Willie Nelson

At 40, Farm Aid Is Still About Music. It’s Also a Movement

October 15, 2025 | Source: Civil Eats | by Lisa Held

Inside the St. Paul Student Center at the University of Minnesota, four American farmers are in the midst of a panel discussion, flanked by a Farm Aid banner that says “Keep America Growing.” It’s the day before the legendary festival celebrates its 40th anniversary, with musicians donating their time to raise money for the country’s small family farms.

But right now, the farmers have the stage, and the topic is corporate power.

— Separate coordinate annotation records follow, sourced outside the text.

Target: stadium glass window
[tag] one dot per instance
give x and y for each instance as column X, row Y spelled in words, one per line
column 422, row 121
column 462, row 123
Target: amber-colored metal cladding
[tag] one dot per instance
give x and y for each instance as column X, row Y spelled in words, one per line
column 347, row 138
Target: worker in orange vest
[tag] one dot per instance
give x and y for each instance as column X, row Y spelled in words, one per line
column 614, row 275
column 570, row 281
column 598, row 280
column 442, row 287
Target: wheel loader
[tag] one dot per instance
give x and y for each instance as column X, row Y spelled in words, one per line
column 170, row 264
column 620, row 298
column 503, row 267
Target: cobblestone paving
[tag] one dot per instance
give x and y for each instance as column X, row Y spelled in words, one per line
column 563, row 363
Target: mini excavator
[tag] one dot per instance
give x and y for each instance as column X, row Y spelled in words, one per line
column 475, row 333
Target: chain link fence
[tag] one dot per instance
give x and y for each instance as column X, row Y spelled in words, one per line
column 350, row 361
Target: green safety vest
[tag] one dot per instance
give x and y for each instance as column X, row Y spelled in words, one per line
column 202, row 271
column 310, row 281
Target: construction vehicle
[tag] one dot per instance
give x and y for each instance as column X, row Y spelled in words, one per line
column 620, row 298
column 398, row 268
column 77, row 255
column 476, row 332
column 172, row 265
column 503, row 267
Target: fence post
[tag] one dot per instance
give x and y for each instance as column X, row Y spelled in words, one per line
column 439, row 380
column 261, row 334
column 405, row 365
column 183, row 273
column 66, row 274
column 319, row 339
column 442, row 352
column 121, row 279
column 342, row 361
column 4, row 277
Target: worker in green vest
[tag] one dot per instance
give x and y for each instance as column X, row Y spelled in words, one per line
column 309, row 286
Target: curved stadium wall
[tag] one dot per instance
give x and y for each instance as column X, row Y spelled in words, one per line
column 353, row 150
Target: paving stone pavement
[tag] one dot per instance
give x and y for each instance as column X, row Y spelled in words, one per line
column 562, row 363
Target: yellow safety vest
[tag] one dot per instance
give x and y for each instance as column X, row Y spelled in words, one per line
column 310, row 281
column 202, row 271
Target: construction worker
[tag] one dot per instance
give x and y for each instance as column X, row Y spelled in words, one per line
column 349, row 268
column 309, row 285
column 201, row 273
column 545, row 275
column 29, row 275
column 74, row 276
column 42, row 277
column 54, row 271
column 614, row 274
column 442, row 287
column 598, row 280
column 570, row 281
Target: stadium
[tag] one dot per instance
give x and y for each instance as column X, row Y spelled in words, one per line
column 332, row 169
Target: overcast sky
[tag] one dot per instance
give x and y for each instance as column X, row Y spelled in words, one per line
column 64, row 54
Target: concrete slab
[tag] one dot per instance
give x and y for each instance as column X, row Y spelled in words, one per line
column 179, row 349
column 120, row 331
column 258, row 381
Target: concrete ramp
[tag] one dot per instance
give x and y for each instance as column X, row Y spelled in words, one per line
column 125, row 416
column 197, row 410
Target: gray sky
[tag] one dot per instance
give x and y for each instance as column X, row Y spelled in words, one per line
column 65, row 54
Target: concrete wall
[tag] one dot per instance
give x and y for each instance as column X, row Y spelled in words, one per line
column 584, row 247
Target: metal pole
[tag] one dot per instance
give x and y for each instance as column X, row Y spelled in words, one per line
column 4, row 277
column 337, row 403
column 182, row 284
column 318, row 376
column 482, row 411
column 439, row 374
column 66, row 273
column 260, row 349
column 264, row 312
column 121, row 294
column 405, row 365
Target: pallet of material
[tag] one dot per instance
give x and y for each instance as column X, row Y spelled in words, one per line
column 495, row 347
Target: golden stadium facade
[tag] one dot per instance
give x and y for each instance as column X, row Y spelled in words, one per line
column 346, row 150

They come from wildly different backgrounds. Gary Wertish is a commodity grain and livestock grower who heads up the Minnesota Farmers Union. Reginaldo Haslett-Marroquin is an immigrant from Guatemala building a network of regenerative chicken farms. Zoe Hollomon produces fruit at a cooperative that doubles as a healing retreat center and directs a nonprofit that supports Black farmers. Paul Sobocinski, a lifelong organizer, raised hogs for Niman Ranch for 20 years.

More than 350 of their fellow food producers—from as far away as Puerto Rico, Oregon, and Texas—are packed into the auditorium for the Farmers’ Forum. Many attendees toured local farms the day before or attended the “Color Me Country” celebration of BIPOC country artists, and the forum buzzes with conversations that can’t wait until the program ends.